Now, she notes, student teachers must think and act like real classroom teachers. They must understand their students, evaluate student work, and use formative assessments. “I love the fact that they video record and analyze what they are doing. The [portfolio] commentaries really force them to think about their work,” she said. “They are forced to teach in every sense of the word.”
Wade notes that Plachy was highly organized and detail oriented and did not procrastinate—which was immensely helpful during student teaching and edTPA. But she also put a lot of pressure on herself to be perfect. That was where Wade stepped in.

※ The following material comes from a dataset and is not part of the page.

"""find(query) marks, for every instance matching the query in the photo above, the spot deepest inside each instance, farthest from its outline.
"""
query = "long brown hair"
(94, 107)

“I’m kind of like a mama bear. I wanted to make sure she was OK,” says Wade. “She has high standards. I had to be there to say, ‘Not everything is going to all work out the way it is supposed to. You have to be flexible.’ ” The edTPA rubrics helped with these conversations by giving Wade and Plachy a framework around which to discuss lessons and planning. Wade never told Plachy what to say or do, instead offering her a sounding board.
“We were reflective every single day. We did a lot of talking and reflecting,” Wade recalls. “That was one of the most important things. We talked about her back-up plans when things don’t work.”
But the lessons didn’t stop with Plachy. Wade says she learned as well. “This process made me look at what I was doing. As veteran teachers, we get a little comfortable. Teaching becomes automatic,” says Wade. “Now when a student teacher comes in, it reminds me of the extra effort I should be making.”
Wade understands that some teachers might shy away from working with candidates going through edTPA. “It does require them to do more. But teachers who are interested in growing new teachers and helping them to stay in the profession will be interested,” she explained. “This edTPA process makes the teaching experience more realistic for the candidates so that when they are in the real classroom, they are not like deer caught in the headlights.”
Wade said she was not surprised that Plachy received passing edTPA scores from national scorers and positive feedback from local faculty. More important, though, A. E. Beach leaders saw enough from Plachy that they not only offered her a position at the school next fall, but hired her as soon as she graduated to fill a spot for the remainder of this school year that had been vacated by a full-time teacher.
“She’s doing really well,” Wade says of her new colleague. “She was prepared.”